The National Highway Transportation Safety Administration (NHTSA) told Teslarati earlier today that it is investigating 2020 and 2021 Porsche Taycan models for 12-volt battery issues that are leading to a “loss of motive power,” according to an Office of Defects Investigation (ODI) Resume document.
There have been nine total complaints from owners who have driven either 2020 or 2021 Porsche Taycans. According to the ODI document, the 12v battery is losing power and is causing the entire vehicle to halt operation. This has lead to a loss of motive power when the vehicle is in motion but has not resulted in any crashes, injuries, or fatalities, the document says. There have also been a few reports of the same issue from TREAD (Transportation Recall Enhancement, Accountability and Documentation) field reports. The loss of motive power occurs at any speed without warning to the driver.
The NHTSA document states that the loss of charge in the 12-volt battery “may deactivate the entire electrical system and prevent the vehicle from operation.” An error message only occurred during or after the vehicle’s ultimate loss of power. Six owners stated that they could not restart the vehicle after the motive power was lost.

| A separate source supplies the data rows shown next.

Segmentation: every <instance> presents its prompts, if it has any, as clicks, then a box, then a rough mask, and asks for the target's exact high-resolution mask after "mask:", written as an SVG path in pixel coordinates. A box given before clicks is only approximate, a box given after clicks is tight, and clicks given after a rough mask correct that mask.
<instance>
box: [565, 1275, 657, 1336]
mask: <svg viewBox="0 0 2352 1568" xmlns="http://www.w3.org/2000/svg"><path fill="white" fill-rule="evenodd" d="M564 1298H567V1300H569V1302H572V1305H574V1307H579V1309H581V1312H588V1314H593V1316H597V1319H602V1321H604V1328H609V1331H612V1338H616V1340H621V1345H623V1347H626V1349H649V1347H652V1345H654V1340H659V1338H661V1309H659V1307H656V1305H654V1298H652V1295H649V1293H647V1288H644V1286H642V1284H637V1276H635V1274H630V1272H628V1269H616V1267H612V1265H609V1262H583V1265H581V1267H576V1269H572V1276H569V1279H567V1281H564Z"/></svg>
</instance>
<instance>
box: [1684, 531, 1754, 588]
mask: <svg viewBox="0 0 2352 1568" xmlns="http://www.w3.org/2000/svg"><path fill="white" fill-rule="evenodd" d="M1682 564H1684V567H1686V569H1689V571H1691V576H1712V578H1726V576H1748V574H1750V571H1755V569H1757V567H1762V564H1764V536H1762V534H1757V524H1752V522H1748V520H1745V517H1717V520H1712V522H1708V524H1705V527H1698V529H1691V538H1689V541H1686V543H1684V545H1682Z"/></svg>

The Taycan’s 800-volt system utilizes an auxiliary 12-volt battery for things such as interior lights, windows, and media units. In a combustion engine car, it is used to start the engine. After the motor is started, the alternator takes over and handles the vehicle’s electrical needs for the duration of the drive.
The ODI does indicate that the Porsche Taycan investigation is in the preliminary evaluation stages. The real intention at the current time is to determine the scope and severity of the issue and “fully assess the potential safety-related issues related to a loss of motive power for the MY 2020-2021 Porsche Taycan.”
The NHTSA estimates that 12,146 Taycans are still active on the road in its jurisdiction, so less than .0008% of the Taycans that Porsche has on the road in the U.S. are affected by this issue. However, there could be something as simple as a software update or as invasive as a full-blown recall from Porsche to fix the issue. The important task at hand currently is identifying what is causing the problem and addressing it so that people do not have any potential safety hazards in the future to deal with.
Porsche revealed it delivered 20,015 Taycans in 2020, despite a six-week pause in production as the all-electric model was ramping up.